Some Spring-XD demo stuff
In order to get this running with Pivotal HD
-
Start Pivotal HD instance.
-
Update your spring-xd hadoop config (conf/hadoop.properties) to reflect webhdfs: mbp:spring-xd azwickey$ cat hadoop.properties fs.default.name=webhdfs://192.168.72.172:50070
-
Start Spring-XD
-
Create some streams. Depending on the version of spring xd you will have to use a http internface such as curl (milestone1) or the spring-xd shell interface (current build snapshot). Sample commands for creating stream using spring xd shell:
- Create stream to write to hdfs: deploy stream --definition "http --port=8000 | hdfs --rollover=10000000" --name demo
- Create stream to simply write to a log file: deploy stream --definition "http --port=8000 | log" --name demo
- Create a tap on stream that will count into redis: deplay stream --definition "tap @ demo | counter
-
For sample data contact adam zwickey: [email protected]
-
After starting an http stream, execute XDDemo program. Sample arguments: /Users/azwickey/development/demo/data/cms/cms.csv http://localhost:8000 -1
In order to test this with Esper and SQLFire or Gemfire
-
After building the project in maven you'll have a number of jars in your local repository that need to be copied to the /lib directory of XD. For convienience I've placed this in a lib dir in the project this project: antlr-2.7.7.jar antlr-runtime-3.1.1.jar esper-3.5.0.jar esper-si-support-2.1 esper-template-2.1.jar
** also copy xd-demo.jar in the root of the project to the xd lib dir
-
Copy cep.xml files from src/main/resources to $XD_HOME/modules/processor/
-
Copy the following files from /src/main/resources to $XD_HOME/modules/process/scripts/ cep2json.groovy empty.epl esper.groovy txt2order.groovy
-
** follow the steps to prepare the "retail demo" of spring XD. For info, [email protected]
-
Start Spring XD and create streams: a) this combination will simply log the data to a file and CEP events to the XD log. The CEP engine will compute the average purchase amount over a 1 minute window and emit the [store,avgAmount] every 5 seconds
- stream create --definition "http --port=8000 | filter --script=order-filter.groovy | transform --script=order-transformer.groovy | file" --name order_stream
- stream create --definition "tap @ order_stream | filter --script=order-filter2.groovy | transform --script=txt2order.groovy | cep --statement='select storeId,avg(amt) as avgAmount from com.pivotal.example.xd.RetailOrder.win:time(1 minute) group by storeId output every 5 seconds' --fields='storeId,avgAmount' | log" --name order_tap
b)This combination builds on previous example but stores the store average in SQLFire, an in-memory retaional datastore.
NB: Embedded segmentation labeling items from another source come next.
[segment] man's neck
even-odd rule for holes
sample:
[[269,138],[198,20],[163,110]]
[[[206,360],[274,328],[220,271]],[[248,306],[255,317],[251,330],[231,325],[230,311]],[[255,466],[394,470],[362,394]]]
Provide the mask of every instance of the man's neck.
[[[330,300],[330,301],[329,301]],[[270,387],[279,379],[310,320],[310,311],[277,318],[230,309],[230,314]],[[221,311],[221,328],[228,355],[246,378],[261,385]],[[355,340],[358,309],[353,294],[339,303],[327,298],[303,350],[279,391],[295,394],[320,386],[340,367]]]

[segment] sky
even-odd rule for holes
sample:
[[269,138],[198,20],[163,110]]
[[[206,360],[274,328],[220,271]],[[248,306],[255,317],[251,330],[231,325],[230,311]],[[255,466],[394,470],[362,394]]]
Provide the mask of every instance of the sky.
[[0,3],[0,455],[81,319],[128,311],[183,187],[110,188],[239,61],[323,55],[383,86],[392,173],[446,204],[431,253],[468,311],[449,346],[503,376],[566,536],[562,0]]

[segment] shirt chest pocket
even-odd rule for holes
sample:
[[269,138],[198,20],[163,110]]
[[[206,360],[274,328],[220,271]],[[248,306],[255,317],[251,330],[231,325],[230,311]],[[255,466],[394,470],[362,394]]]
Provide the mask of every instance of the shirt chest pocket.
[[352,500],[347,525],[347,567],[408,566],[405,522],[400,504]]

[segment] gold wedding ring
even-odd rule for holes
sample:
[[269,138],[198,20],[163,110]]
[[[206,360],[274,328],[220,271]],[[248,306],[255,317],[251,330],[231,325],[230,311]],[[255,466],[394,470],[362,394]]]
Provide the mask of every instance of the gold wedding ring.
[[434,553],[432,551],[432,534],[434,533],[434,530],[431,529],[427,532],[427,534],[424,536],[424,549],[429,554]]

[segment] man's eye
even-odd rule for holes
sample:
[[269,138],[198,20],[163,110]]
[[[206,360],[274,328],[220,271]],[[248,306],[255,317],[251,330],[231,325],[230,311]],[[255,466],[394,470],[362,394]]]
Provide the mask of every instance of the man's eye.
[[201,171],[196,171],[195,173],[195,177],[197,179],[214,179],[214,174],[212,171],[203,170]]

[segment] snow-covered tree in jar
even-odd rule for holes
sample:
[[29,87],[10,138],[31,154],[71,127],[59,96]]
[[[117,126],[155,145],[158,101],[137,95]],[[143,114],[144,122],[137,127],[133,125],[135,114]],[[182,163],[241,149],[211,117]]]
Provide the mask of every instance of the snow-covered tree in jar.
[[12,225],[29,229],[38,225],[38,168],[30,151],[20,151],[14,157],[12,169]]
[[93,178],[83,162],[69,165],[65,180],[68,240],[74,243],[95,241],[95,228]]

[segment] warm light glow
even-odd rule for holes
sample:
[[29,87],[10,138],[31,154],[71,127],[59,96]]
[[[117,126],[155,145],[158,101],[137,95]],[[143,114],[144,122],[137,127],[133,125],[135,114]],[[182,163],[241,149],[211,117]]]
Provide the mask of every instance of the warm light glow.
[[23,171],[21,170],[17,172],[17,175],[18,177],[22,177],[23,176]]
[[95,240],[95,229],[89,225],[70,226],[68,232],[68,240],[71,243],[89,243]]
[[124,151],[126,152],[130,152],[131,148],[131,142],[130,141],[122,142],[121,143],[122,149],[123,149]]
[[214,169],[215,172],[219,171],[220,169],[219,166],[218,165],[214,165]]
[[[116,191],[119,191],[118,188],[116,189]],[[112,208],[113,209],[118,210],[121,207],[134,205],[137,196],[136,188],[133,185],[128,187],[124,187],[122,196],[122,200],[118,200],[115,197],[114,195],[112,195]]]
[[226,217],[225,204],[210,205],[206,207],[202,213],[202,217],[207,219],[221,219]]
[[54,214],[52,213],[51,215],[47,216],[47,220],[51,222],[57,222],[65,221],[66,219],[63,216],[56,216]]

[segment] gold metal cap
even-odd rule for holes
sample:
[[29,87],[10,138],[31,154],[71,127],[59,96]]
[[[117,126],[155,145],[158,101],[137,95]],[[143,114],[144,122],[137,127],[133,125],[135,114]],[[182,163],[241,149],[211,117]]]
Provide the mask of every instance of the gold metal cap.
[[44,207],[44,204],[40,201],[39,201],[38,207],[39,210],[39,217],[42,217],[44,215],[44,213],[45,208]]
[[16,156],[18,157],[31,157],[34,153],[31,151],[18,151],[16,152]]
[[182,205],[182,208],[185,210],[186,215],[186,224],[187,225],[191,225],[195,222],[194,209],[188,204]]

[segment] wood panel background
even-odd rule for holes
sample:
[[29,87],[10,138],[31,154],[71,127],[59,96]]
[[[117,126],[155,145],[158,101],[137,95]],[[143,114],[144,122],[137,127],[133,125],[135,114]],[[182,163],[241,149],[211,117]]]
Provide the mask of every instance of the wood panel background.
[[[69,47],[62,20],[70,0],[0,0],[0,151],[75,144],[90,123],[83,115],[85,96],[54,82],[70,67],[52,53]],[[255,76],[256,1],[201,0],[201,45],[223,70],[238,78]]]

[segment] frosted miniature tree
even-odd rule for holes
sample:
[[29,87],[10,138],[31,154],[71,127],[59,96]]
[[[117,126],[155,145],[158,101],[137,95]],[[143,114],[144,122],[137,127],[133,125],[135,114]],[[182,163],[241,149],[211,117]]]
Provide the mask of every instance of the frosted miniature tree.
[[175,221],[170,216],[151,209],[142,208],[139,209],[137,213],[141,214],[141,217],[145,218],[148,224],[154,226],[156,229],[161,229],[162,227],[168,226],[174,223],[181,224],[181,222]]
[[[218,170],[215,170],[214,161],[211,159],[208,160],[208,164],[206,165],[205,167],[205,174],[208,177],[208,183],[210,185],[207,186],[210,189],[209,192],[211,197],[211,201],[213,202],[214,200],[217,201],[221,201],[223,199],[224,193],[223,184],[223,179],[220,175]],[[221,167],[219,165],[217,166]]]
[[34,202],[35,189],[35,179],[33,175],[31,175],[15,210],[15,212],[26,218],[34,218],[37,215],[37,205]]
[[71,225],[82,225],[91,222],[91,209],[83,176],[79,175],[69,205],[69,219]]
Prior to executing this example you'll need SQLFire setup and a sample table created. See sqlfire_setup.sql in the resources folder for schema. This schema assumes you have 10 storeIds
- stream create --definition "http --port=8000 | filter --script=order-filter.groovy | transform --script=order-transformer.groovy | file" --name order_stream
- stream create --definition "tap @ order_stream | filter --script=order-filter2.groovy | transform --script=txt2order.groovy | cep --statement='select storeId,avg(amt) as avgAmount from com.pivotal.example.xd.RetailOrder.win:time(1 minute) group by storeId output every 5 seconds' --fields='storeId,avgAmount' | sqlf --url=sqlf --insert='update stores set amount=:payload[1] where id=:payload[0]'" --name order_tap
c)This combination builds on previous example but stores a representation of the store as a JSON doncument in GemFire, an in-memory data grid. Version 7.0.1 is required. Prior to running this example you should have a running gemfire cluster with a "Stores" region defined. You can create the region in realtime using gfsh with this command:'create region --name=Stores --type=PARTITION'. Also see cache.xml in resources for a config that statically creates a region. In the SpringXD modules/sink folder rename (or copy) gemfire-json-server.xml to gemfireJsonServer.xml
- stream create --definition "http --port=8000 | filter --script=order-filter.groovy | transform --script=order-transformer.groovy | file" --name order_stream
- stream create --definition "tap @ order_stream | filter --script=order-filter2.groovy | transform --script=txt2order.groovy | cep --statement='select storeId,avg(amt) as avgAmount from com.pivotal.example.xd.RetailOrder.win:time(1 minute) group by storeId output every 5 seconds' --fields='storeId,avgAmount' | transform --script=cep2json.groovy | gemfireJsonServer --gemfireHost=192.168.72.167 --regionName=Stores --keyExpression=payload.getField('storeId')" --name order_tap
-
Execute the python retail data generator. You may find it helpful to limit the number of storeIds that will be generated to 10 or 100 at most.